Unlike the woman, I am not bothered by the prospect of losing the only thing I own. I am ready to shed it now.
The essence of my existence whittles down to reaching the top of that mountain, but the last pitch separating us from the top is as exposed and treacherous a slope as I have ever climbed. In life, I would have been too chicken to climb it without belay and pitons.
Ascenders cling to the slick face of the mountain like cockroaches to a wall. My symbiont twinges at the image, but lets me process the experience as I wish, un-throttled, so long as the joy of Ascending continues to fill me.

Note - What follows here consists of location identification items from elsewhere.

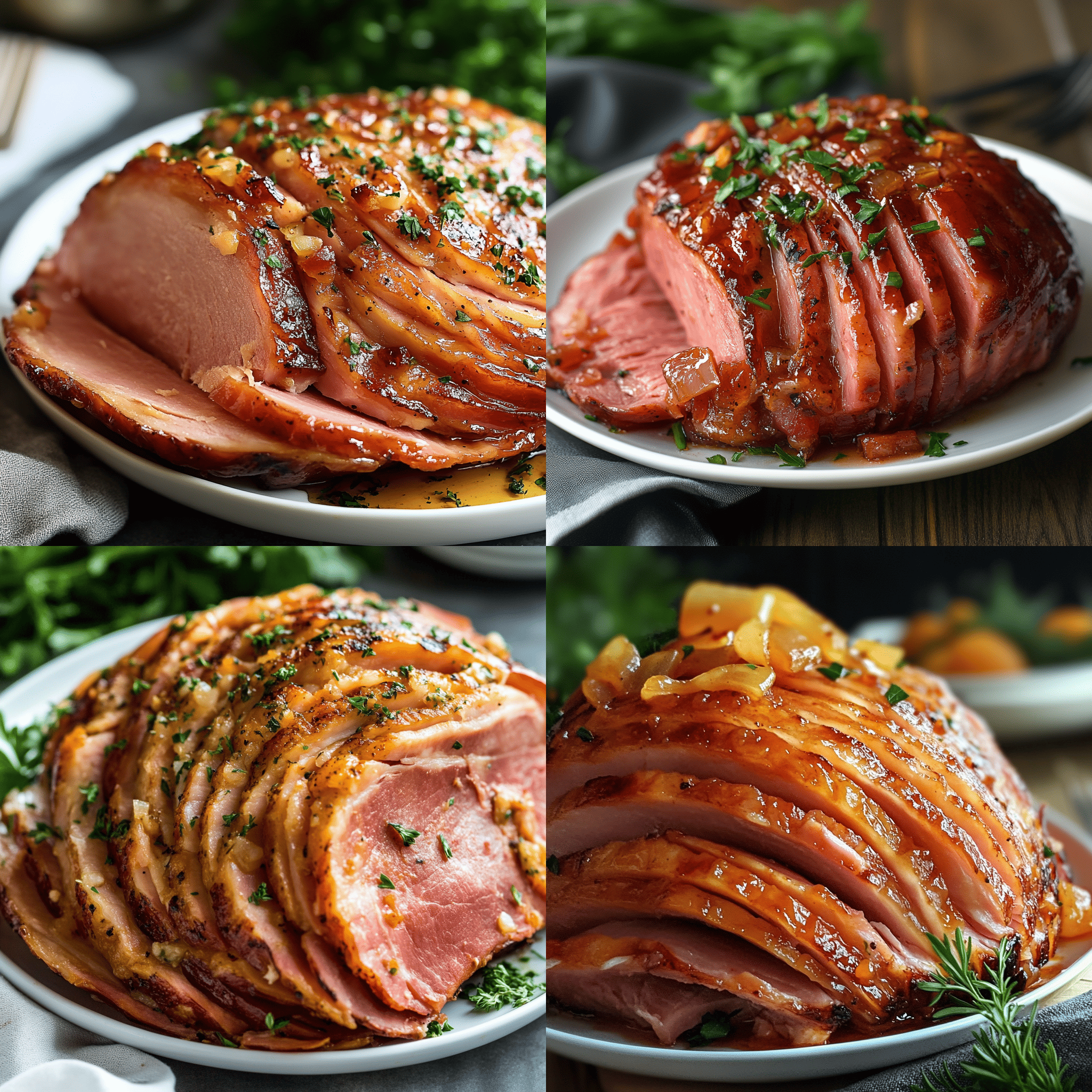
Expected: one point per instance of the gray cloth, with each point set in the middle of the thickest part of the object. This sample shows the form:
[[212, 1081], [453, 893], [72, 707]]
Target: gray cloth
[[596, 498], [29, 1035], [50, 485], [1066, 1026]]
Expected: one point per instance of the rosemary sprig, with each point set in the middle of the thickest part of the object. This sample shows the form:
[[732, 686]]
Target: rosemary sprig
[[1006, 1057]]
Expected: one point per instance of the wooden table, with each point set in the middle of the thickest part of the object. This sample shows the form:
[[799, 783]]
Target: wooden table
[[1043, 767], [1044, 498]]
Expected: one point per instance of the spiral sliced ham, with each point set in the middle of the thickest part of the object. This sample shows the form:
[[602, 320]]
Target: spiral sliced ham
[[294, 822], [853, 267], [350, 305], [760, 783]]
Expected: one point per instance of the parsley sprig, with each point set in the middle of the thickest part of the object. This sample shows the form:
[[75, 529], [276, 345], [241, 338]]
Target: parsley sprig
[[1006, 1057]]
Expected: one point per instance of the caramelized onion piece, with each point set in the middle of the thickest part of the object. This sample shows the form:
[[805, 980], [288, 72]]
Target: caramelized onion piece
[[690, 373], [743, 678], [609, 673]]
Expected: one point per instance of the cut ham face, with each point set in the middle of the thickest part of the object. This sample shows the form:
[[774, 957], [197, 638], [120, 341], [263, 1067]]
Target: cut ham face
[[768, 792], [397, 316], [229, 815], [869, 275]]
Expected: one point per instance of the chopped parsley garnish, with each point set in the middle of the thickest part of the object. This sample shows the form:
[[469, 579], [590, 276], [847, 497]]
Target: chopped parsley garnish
[[895, 695], [407, 834], [260, 896], [868, 210], [757, 299], [408, 224], [504, 985], [325, 218], [936, 446]]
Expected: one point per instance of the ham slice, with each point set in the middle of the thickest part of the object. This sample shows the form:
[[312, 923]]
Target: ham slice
[[77, 358]]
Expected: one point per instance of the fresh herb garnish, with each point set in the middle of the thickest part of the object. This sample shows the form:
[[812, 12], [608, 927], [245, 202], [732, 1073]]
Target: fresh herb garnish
[[504, 985], [407, 834], [936, 445], [895, 695]]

We climb steadily, one foot after the other. Billions of footsteps have worn shallow depressions in the stone. Ice clogs every crack and crevice. I plant each step with care. My excitement rises.
“We're almost there,” says Bianca. She’s looking quite well now, almost as pristine as before.
We punch through a cornice into the thigh deep snow of the summit ridge. The wind-scoured, bare stone of the ultimate peak lies up a gentle slope through heavily trampled snow. I see something dark mounded there beside some squat, squarish structures.
I let out a whoop, expecting it to echo down the slopes, but the wind smothers it.
I stare across the sea of clouds to the dark cone of the volcano above the Rift. Hundreds of grey wisps trail across its slopes like an army of wraiths. Farther out, I spy the tiny pyramid of a promontory at the terminus of Dilmun.
“Come,” says Bianca. “We’re on the threshold of Elysium. There is just one more step … one small step.”